I will get my chance to try a pochade-and-tripod setup after I move to San Francisco. I bought a cool DIY pochade kit that I think is about 9" x 12" and my daughter gave me a hand-me-down lightweight tripod. I just need to get settled in, get going on other stuff and then get a drill plus jars of wood stain and polyurethane finish to assemble it.

Finally, before I got any of those I got a three pound aluminum tripod easel that's very basic, with an umbrella on a pole that weighs about the same. That and stuffing the empty Unisons box with selected pieces of pastels would be my lightest, most portable setup. I may bring it out to my street artist setup along with whatever easel I'm using to set it up as a field easel. For just rambling around in the park or on the streets painting whatever grabs my attention, it's loony easy to set up and does adjust to seated height so I could use it with a power chair.

Vascharf - I was tempted by that easel too when I bought my Dakota Traveller. Thank you for letting me know I was right to decide I have too many easels already! I think combining the three pound field easel with a cheap little folding stool to hold the Dakota Traveller next to me rather than between me and the art might be a lot more convenient.

That might be a solution for you. Not a folding stool if you want to paint standing, but a tall lightweight folding table to hold the Dakota Traveller. Ez-Up makes these 2 foot square folding tables that are lightweight, sturdy and adjust to be rather tall - good height for when even a tall person is standing at an easel. I saw them online but haven't actually seen one in use.

Davkin
07-12-2011, 11:58 PM
Received the Dakota tripod easel to use with the Dakota Small Traveler Box I already own. Big disappointment. A nightmare to set up, and very unstable. Needless to say, I will be returning it. Anyone have any ideas for a reliable plein air setup that I can use with the box I already own? The pochade boxes I researched seem to sacrifice space for pastels in favor of the all-in-one convenience.
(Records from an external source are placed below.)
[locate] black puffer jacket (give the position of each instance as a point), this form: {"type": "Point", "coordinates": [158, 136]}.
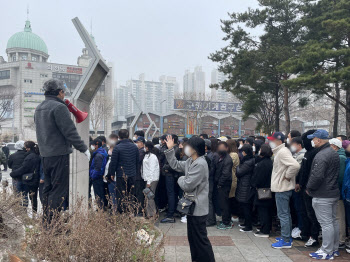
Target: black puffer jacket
{"type": "Point", "coordinates": [16, 159]}
{"type": "Point", "coordinates": [31, 164]}
{"type": "Point", "coordinates": [244, 173]}
{"type": "Point", "coordinates": [323, 180]}
{"type": "Point", "coordinates": [223, 171]}
{"type": "Point", "coordinates": [262, 178]}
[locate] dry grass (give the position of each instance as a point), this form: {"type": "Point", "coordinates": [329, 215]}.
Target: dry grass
{"type": "Point", "coordinates": [81, 236]}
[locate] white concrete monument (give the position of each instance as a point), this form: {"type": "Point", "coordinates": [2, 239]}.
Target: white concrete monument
{"type": "Point", "coordinates": [81, 98]}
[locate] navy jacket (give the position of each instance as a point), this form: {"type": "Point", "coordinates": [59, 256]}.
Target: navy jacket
{"type": "Point", "coordinates": [125, 159]}
{"type": "Point", "coordinates": [98, 164]}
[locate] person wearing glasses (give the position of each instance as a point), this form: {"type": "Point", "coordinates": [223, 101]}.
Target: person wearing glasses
{"type": "Point", "coordinates": [56, 133]}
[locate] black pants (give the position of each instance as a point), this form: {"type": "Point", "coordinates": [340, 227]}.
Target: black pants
{"type": "Point", "coordinates": [139, 187]}
{"type": "Point", "coordinates": [248, 216]}
{"type": "Point", "coordinates": [200, 246]}
{"type": "Point", "coordinates": [211, 219]}
{"type": "Point", "coordinates": [99, 190]}
{"type": "Point", "coordinates": [265, 217]}
{"type": "Point", "coordinates": [223, 193]}
{"type": "Point", "coordinates": [33, 196]}
{"type": "Point", "coordinates": [125, 193]}
{"type": "Point", "coordinates": [314, 225]}
{"type": "Point", "coordinates": [161, 193]}
{"type": "Point", "coordinates": [56, 185]}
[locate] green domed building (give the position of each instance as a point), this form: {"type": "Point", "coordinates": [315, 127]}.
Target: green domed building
{"type": "Point", "coordinates": [26, 46]}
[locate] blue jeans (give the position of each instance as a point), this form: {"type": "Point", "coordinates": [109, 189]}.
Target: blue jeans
{"type": "Point", "coordinates": [283, 212]}
{"type": "Point", "coordinates": [23, 190]}
{"type": "Point", "coordinates": [112, 193]}
{"type": "Point", "coordinates": [99, 191]}
{"type": "Point", "coordinates": [172, 191]}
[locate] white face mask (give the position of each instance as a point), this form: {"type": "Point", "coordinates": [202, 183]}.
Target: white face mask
{"type": "Point", "coordinates": [188, 151]}
{"type": "Point", "coordinates": [293, 149]}
{"type": "Point", "coordinates": [272, 144]}
{"type": "Point", "coordinates": [312, 143]}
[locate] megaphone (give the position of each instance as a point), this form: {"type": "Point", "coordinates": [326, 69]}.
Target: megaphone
{"type": "Point", "coordinates": [79, 115]}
Maybe make a shelf that can mount to a tripod to set the dakota box on to your side while you sit and a traditional easel in front to hold your painting? I suppose with the right tripod you could even elevate it enough that you could stand with the Dakota box to your side, it would have to be a sturdy tripod though, and having the box to the side isn't nearly as convenient.

David

westcoast_Mike
07-13-2011, 10:48 AM
Anyone have any ideas for a reliable plein air setup that I can use with the box I already own?
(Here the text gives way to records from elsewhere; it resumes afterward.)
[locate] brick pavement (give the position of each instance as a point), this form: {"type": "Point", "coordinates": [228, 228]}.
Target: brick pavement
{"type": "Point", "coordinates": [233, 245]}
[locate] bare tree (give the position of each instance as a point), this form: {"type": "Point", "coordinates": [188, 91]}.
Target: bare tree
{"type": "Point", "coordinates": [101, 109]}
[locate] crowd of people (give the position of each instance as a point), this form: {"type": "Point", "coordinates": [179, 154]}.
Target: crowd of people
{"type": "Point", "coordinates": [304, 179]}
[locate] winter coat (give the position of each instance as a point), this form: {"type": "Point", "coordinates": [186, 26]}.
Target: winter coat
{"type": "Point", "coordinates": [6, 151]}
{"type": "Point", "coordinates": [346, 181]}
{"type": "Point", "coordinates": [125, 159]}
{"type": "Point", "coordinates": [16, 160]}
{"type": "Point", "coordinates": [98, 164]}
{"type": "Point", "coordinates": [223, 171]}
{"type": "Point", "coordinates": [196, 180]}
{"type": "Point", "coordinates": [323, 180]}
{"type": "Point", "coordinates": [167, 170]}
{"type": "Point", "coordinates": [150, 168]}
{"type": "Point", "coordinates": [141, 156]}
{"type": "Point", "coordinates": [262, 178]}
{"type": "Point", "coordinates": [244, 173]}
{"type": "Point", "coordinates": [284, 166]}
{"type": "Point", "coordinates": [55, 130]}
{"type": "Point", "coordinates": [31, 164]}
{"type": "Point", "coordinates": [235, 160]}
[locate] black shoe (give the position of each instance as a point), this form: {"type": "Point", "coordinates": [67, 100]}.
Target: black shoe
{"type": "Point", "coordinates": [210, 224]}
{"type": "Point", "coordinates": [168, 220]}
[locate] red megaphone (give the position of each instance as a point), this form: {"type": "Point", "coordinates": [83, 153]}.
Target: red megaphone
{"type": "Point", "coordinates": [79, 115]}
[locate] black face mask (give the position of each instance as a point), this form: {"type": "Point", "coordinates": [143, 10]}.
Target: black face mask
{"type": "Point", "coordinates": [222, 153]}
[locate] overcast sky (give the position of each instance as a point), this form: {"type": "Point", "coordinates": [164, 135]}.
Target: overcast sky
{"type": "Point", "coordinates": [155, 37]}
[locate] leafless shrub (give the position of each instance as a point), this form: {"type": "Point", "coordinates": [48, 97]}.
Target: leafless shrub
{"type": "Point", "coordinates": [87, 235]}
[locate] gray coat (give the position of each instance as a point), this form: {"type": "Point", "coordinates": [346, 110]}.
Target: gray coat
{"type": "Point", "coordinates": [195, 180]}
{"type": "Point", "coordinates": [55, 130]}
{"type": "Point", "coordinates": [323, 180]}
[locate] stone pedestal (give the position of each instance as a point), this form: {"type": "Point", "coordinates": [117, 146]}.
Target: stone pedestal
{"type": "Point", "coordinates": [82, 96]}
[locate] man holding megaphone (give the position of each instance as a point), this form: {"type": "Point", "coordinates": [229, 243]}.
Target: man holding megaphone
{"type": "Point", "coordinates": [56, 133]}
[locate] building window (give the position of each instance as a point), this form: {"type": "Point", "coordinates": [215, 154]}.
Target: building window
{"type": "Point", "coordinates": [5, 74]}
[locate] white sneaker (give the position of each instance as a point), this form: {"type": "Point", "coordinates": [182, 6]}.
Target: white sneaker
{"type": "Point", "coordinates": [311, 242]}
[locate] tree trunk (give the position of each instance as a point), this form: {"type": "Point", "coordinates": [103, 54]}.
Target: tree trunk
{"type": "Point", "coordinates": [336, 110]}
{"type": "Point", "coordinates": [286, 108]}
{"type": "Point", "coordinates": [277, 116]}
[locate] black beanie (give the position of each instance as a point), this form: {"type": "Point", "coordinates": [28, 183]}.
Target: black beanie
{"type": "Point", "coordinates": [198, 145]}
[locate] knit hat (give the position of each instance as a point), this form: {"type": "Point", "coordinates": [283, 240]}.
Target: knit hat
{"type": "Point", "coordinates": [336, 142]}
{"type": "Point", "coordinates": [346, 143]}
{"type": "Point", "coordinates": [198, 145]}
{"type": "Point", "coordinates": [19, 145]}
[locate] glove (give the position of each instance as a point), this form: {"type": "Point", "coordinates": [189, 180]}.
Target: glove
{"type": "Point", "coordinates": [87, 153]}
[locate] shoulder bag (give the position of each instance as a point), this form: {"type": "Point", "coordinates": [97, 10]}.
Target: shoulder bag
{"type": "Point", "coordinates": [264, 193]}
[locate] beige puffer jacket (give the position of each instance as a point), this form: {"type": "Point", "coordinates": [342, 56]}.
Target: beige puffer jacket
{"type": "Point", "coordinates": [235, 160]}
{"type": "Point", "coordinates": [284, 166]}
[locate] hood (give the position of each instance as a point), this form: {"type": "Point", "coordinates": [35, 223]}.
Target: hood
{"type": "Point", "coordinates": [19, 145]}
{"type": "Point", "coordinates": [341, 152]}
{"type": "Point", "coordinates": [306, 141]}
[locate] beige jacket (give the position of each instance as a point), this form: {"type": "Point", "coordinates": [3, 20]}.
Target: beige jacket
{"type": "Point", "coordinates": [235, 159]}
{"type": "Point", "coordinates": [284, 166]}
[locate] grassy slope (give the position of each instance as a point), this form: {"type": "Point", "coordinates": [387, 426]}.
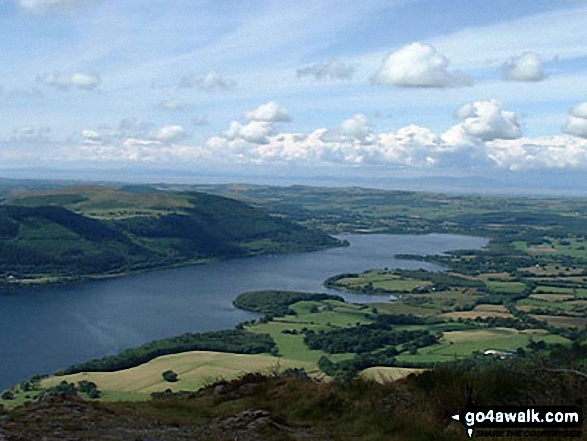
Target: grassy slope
{"type": "Point", "coordinates": [99, 230]}
{"type": "Point", "coordinates": [195, 370]}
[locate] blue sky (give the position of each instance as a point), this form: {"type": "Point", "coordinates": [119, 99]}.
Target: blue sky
{"type": "Point", "coordinates": [425, 87]}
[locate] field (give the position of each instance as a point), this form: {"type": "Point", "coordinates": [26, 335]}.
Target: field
{"type": "Point", "coordinates": [315, 316]}
{"type": "Point", "coordinates": [462, 344]}
{"type": "Point", "coordinates": [74, 233]}
{"type": "Point", "coordinates": [384, 375]}
{"type": "Point", "coordinates": [195, 370]}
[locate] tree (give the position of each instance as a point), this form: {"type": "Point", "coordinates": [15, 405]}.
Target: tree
{"type": "Point", "coordinates": [170, 376]}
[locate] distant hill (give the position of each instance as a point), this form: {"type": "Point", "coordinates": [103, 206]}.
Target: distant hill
{"type": "Point", "coordinates": [66, 233]}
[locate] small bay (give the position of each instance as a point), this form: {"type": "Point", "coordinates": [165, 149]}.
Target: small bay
{"type": "Point", "coordinates": [45, 329]}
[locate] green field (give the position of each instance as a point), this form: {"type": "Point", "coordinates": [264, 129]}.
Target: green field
{"type": "Point", "coordinates": [462, 344]}
{"type": "Point", "coordinates": [195, 370]}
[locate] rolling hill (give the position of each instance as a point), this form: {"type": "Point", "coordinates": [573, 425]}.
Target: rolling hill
{"type": "Point", "coordinates": [62, 234]}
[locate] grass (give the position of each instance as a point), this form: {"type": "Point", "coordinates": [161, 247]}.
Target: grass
{"type": "Point", "coordinates": [506, 287]}
{"type": "Point", "coordinates": [380, 281]}
{"type": "Point", "coordinates": [563, 322]}
{"type": "Point", "coordinates": [461, 344]}
{"type": "Point", "coordinates": [332, 314]}
{"type": "Point", "coordinates": [382, 374]}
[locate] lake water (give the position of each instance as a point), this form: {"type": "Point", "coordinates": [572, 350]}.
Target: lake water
{"type": "Point", "coordinates": [45, 329]}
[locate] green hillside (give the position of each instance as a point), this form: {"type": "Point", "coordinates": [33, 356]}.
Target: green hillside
{"type": "Point", "coordinates": [61, 234]}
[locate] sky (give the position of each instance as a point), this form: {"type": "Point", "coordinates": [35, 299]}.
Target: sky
{"type": "Point", "coordinates": [343, 89]}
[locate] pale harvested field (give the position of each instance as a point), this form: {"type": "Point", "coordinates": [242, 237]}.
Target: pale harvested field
{"type": "Point", "coordinates": [383, 375]}
{"type": "Point", "coordinates": [552, 297]}
{"type": "Point", "coordinates": [483, 311]}
{"type": "Point", "coordinates": [195, 370]}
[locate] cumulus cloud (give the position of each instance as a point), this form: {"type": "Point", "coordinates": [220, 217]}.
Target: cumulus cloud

Quite a few Artist simply set their box on the open drawer of a french easel. Some also bungee cord it to it so security.

helenh
07-14-2011, 09:05 AM
Sun-Eden makes a nice setup. I use it with my Heilman box, but it would work just as well with the Dakota box. Here is the link: http://sun-eden.com/index.cfm?fuseaction=category.display&category_ID=4
I use the tripod, the shelf and the traveling adapter. I don't use the side mount accessory boxes. I attach the shelf to the side of the tripod so that I don't have to reach over it to paint. I use a bungee cord to hold the box on the shelf in case of wind gusts (or clumsiness). This is Maggie Price's setup. Works for me.